Think about this. Wrap your minds around it. This is serious business, rebels. Take it to heart. Remember your history, your long and rich history. I am God, the only God you’ve had or ever will have — incomparable, irreplaceable…
ISAIAH 46:8-9 (MSG)
Try this brief thought experiment: Think about your earliest memory. What’s that thing you remember that precedes any other memory? Where does your own history begin its first-person narrative? Give yourself 10 seconds. Go.

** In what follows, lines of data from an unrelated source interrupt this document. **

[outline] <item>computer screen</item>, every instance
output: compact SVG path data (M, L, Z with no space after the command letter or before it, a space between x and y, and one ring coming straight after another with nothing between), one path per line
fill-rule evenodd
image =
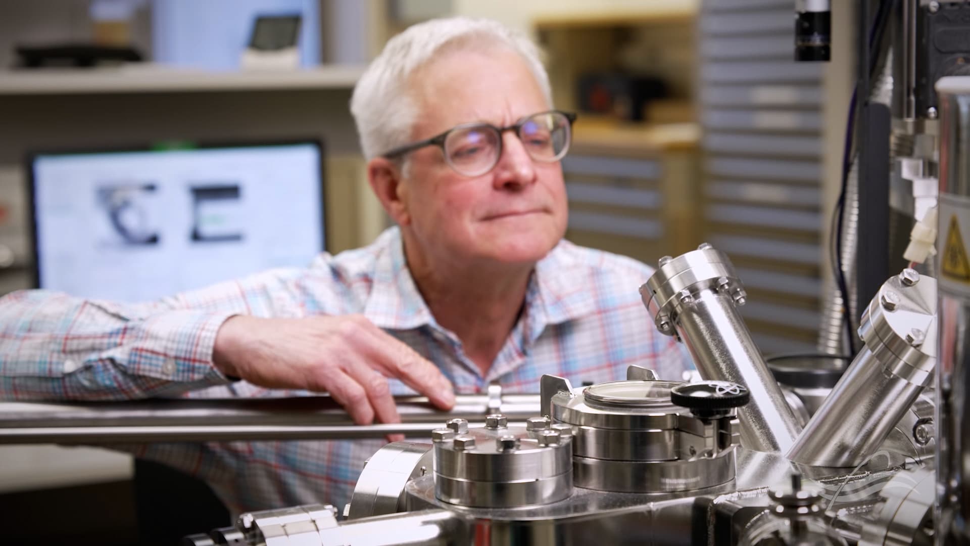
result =
M305 142L30 158L37 286L146 301L325 250L322 149Z

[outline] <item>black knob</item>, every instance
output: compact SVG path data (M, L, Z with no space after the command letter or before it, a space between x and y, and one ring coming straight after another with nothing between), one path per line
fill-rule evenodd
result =
M730 415L751 399L751 392L743 385L727 381L701 381L679 385L670 390L670 401L691 410L701 419Z

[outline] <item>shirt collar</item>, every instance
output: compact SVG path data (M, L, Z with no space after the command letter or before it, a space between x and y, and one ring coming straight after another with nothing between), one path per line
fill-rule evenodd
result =
M414 284L404 259L404 243L397 227L388 229L376 243L371 294L364 316L386 329L437 326ZM525 337L533 342L548 324L559 324L596 312L592 264L576 256L575 247L561 241L535 264L526 290Z

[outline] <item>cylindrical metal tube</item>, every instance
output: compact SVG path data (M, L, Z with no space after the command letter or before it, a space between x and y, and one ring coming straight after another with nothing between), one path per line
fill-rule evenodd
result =
M354 425L330 396L137 402L0 402L0 444L429 437L445 421L483 422L497 411L524 422L538 394L459 394L450 412L423 396L395 398L402 423Z
M864 461L906 415L936 365L936 281L906 269L879 290L859 326L865 347L788 454L813 466Z
M788 452L801 428L735 307L747 294L728 256L705 244L662 258L640 294L661 332L687 345L701 377L747 387L751 401L738 410L741 445Z
M970 77L943 78L940 97L940 365L936 389L936 544L970 542Z

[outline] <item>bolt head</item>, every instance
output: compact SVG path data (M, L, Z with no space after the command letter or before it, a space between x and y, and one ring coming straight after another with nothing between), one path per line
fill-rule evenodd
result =
M444 426L454 430L456 434L464 434L469 431L469 422L464 419L449 419Z
M910 269L907 267L906 269L903 269L902 273L899 274L899 282L904 286L912 287L920 282L920 273L918 273L916 269Z
M572 427L565 423L556 423L550 427L553 430L559 430L560 438L568 438L572 436Z
M913 328L906 334L906 343L909 343L913 347L922 347L922 342L925 340L926 332L920 328Z
M549 427L549 418L546 416L542 417L530 417L526 420L526 430L542 430Z
M886 309L887 311L895 311L896 306L899 305L899 294L891 290L887 290L883 292L879 301L883 304L883 309Z
M519 449L519 439L515 436L500 436L495 440L495 446L501 452L515 451Z
M240 516L240 526L242 529L252 529L253 524L256 523L256 518L252 514L245 513Z
M473 436L456 436L454 446L459 451L469 450L475 447L475 439Z
M560 436L559 430L555 428L546 428L545 430L539 430L537 438L539 445L546 446L558 446L562 442L562 437Z
M485 416L486 428L504 428L508 427L508 419L501 413L493 413Z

You gave up after 2 seconds, didn’t you? Pretty tough to do, right? Even with more time, you’d probably not do all that much better. I don’t know how anyone is supposed to do this kind of thing. Unless there was something either epiphanal or catastrophic about your first memory, the odds that you remember it outright are likely to be pretty low. Memory apparently requires some kind of stimulus to access it. We need cues. We need a kind of spark to untether the bits of our storied past held within our minds.
Try it this way: What is the fondest memory you have of your grandfather? Describe the first wedding you ever attended. Whenever you needed to escape, where did you go? What was your first trip on a rollercoaster like? In a time of crisis, who was the first person you would turn to as a child? These questions are complicated, but they’re answerable. Most memories need prompts. In many cases, they need the help of other people to get the mental ball rolling.
If I started to tell you about my grandfather, for example, your own image of your grandfather would almost instantly materialize from out of the cloudiness of your own memory: I can recall how he whistled in nearly every story he told. He used a little toothy s-sounding high pitched tone in much the same way a written word might be underlined or bolded. So if something was amazing or unique, he’d say, “How ‘bout that!?” followed by his trademark downward sliding tooth-whistle tone. He always called me “chief.” He talked about tackling any of life’s challenges using the same expression he’d use to describe the joy of eating something delicious: “That’ll put hair on your teeth!” (This was his variation on the idea of hair sprouting on my young chest. I guess he liked whales with their “hairy” baleen filter-laden mouths and felt hairy teeth to be an apt marker of manhood). Now, think about your grandfather. Positive or negative, he is already taking shape in your mind.
This is why some stories need to be shared publicly. We talk about our histories because, as one writer put it, “in our most individual, we are our most universal.” God is constantly inviting his people to recall their history. He tells them, time and time again, to not let slip from their collective memories, the story of His rescue. He tells them that there is a reason to be thankful. Circumstances might overwhelm us. People are bound to let us down. We’re bound to let them down, too. We get sick. We get better. We get sick again. In the end, we discover the one “incomparable, irreplaceable” is God himself.
Tonight, Wednesday night (11/26) at 6:30p, at our Thanksgiving [Eve] service, we’ll share about our gratitude for the work of God in our lives. People will speak into a microphone and in 30 seconds, they’ll give voice to a piece of their history — our history. Even the most hardened of us will hear the stories of other people and their reasons for finding thankfulness. In their story we’ll remember “the only God [we’ve] ever had.” We’ll find hope in their words. Eventually, their gratitude can become ours, and our gratitude can become theirs. Come and celebrate together.